Je me dirige vers elle avec milles questions.

— Comment fais-tu pour avoir un tel équilibre ? Être capable de sauter sur un espace aussi restreint ? Est-ce le fait d’avoir sept vies qui te permet une telle arrogance ?

Les deux mains agrippées à la balustrade, je plonge le regard vers l'avant, cherchant un peu d’ancrage. L’air semble plus dense, il glisse le long de mes bras, comme un appel subtil. Je me penche doucement, attirée, aspirée par cette force invisible.

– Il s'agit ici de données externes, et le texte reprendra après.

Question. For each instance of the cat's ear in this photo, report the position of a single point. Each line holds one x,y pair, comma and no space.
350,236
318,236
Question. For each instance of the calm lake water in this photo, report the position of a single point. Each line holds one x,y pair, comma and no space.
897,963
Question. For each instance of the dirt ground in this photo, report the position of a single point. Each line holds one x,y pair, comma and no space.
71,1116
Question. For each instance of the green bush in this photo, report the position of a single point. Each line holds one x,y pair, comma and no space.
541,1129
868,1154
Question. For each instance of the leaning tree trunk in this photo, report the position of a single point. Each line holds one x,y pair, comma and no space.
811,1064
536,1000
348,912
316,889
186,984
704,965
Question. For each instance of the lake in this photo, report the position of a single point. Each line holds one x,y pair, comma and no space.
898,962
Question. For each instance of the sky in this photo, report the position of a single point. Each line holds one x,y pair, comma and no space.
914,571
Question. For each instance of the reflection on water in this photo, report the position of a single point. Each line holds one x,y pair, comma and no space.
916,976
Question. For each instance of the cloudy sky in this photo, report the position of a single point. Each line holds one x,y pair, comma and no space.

Le gouffre me fascine, m’hypnotise, me happe, son emprise silencieuse s’étire jusqu’à ma poitrine. Une sensation étrange, presque délicieuse dans sa douleur comme un élan il m'entraîne.

Pourquoi cette envie de plonger, ce désir irrépressible de m’abandonner à une chute infinie ? Peut-être est-ce une façon de savoir si je suis vivante.

Je serre un peu plus fort la rampe, mes doigts se crispent sur le métal glacé, s’y accrochant comme une dernière tentative de contrôle, une résistance face à cet appel sourd qui résonne en moi.

Et si c’était une manière de défier mes démons, d’affronter mes angoisses, de mesurer mon courage, de repousser mes limites, d’aller au-delà de mes peurs ?

Mon souffle hésite, ralentit puis s’accélère, mon cœur cogne dans ma cage thoracique, mes jambes vacillent, une brève perte d’équilibre, une inclinaison imperceptible.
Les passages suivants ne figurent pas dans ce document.